Its stock fell to an all-time low as analysts slashed targets and ratings on the online deals company after it reported its first-ever quarter-to-quarter decline in gross billings, a measure of how much money Groupon collects from customers.
Groupon blamed the weak economy in Europe and unfavorable currency-exchange rates.
But analysts pointed to a more troubling possibility: online deals fatigue.
Groupon Inc. pioneered the online daily deals market, which offers subscribers deep discounts on everything from spa sessions to tequila tastings. Although it has raced to build market share, similar businesses are easy to set up. The model sparked a flood of copycats, including LivingSocial, Google Offers, Travelzoo, DealOn and SocialBuy. Together, deals flood online mailboxes multiple times a day.
“It appears the daily deal business has run into a wall,” wrote Clayton Moran, an analyst with Benchmark Capital, in a research note. “From what we can tell, the bears were right.”
Moran slashed his price target on the shares from $20 to $7 and downgraded his rating to “Hold” from “Buy.”
The stock fell $2.04, or 27 percent, to close at $5.51 Tuesday. That’s 72 percent below its initial public offering price of $20 in November. Groupon had no comment Tuesday.

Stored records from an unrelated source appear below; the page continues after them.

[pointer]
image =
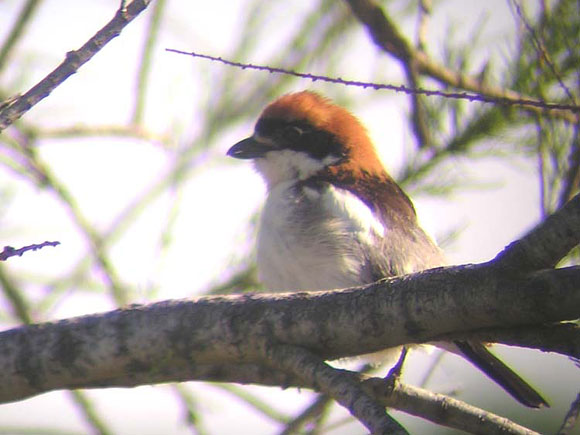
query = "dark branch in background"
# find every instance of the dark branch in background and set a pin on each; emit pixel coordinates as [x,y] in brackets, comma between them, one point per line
[541,49]
[336,383]
[9,251]
[73,61]
[510,99]
[547,244]
[383,32]
[17,30]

Many analysts pointed to several troubling signs from Groupon’s second-quarter earnings report, which was released Monday after the market closed:
_ Gross billings fell to $1.29 billion in the quarter through June, down from $1.35 billion in the first three months of the year. Although that was still a 47 percent increase from a year ago, excluding foreign exchange movements, the figure had more than doubled in the previous quarter and nearly tripled in the quarter before that.
_ The company forecast adjusted earnings – what it calls consolidated segment operating income – at $45 million to $65 million in the current quarter. That profit figure, which excludes stock compensation costs, was far below the $80 million expected by analysts polled by FactSet. It was also a decline from the $72 million it reported in the second quarter. A likely factor was lower profits from its direct sales of goods.

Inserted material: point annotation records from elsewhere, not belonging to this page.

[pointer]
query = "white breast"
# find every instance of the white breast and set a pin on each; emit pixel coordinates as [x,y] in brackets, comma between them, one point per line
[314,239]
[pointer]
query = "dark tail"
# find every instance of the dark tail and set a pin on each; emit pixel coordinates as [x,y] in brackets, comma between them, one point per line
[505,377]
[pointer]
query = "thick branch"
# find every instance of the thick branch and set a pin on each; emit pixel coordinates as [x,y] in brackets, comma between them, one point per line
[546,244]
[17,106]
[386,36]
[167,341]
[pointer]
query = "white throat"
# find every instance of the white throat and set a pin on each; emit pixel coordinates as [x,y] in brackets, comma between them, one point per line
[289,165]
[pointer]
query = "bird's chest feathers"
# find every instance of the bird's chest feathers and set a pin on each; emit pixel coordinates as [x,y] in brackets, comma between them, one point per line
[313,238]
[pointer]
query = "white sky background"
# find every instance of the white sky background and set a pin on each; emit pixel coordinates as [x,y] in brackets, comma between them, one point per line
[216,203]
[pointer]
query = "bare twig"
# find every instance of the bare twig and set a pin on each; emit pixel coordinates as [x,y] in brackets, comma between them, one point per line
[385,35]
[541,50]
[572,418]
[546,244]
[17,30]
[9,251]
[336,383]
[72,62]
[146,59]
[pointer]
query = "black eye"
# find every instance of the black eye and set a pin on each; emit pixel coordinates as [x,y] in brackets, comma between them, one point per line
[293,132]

_ Active customers grew only 3 percent to 38 million compared with the first quarter, while spending per customer over the previous 12 months fell to $165. That compared with $179 in the first quarter, $187 in the fourth quarter of 2011 and $189 in the third quarter of 2011.

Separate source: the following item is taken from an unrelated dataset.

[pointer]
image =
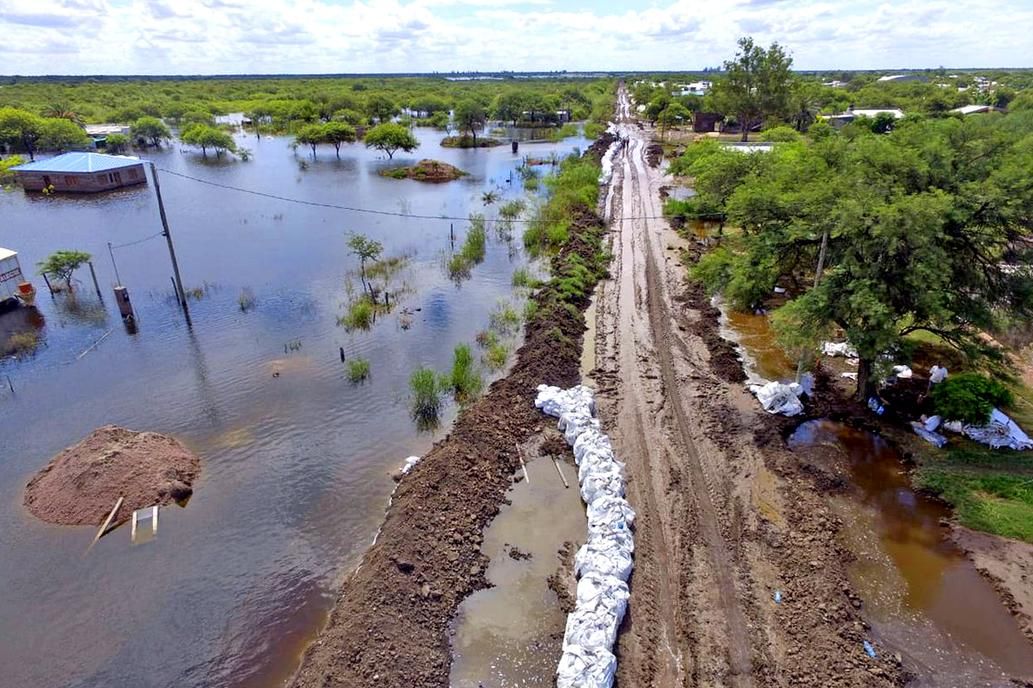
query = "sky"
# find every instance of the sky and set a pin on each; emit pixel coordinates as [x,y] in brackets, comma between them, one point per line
[339,36]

Groupon largely blamed Europe.
Groupon gets more than half of its revenue from outside of North America, and most of that comes from Europe, where economic worries are affecting sales. CEO Andrew Mason told analysts Monday that deals for discretionary items such as laser hair removal and luxury hotel stays were suffering.
A weaker euro and British pound also translated into fewer U.S. dollars in the quarter.
The Chicago-based company said it was aiming to solve some of its problems in Europe by investing to update its technology, changing its mix of promotions to lower-priced services and stepping up its own advertising to increase brand awareness.
Those investments were also questioned.
Mark Mahaney, an analyst with Citi Research, cut his price target on shares to $9 from $19, and downgraded them to “Neutral” from “Buy.”
“The (return on investment) and timing of necessary platform investments won’t be known for some time,” he wrote in a research note Tuesday. “And this management team doesn’t yet have an execution track record. And in the meantime, the core Daily Deals business is sharply slowing.”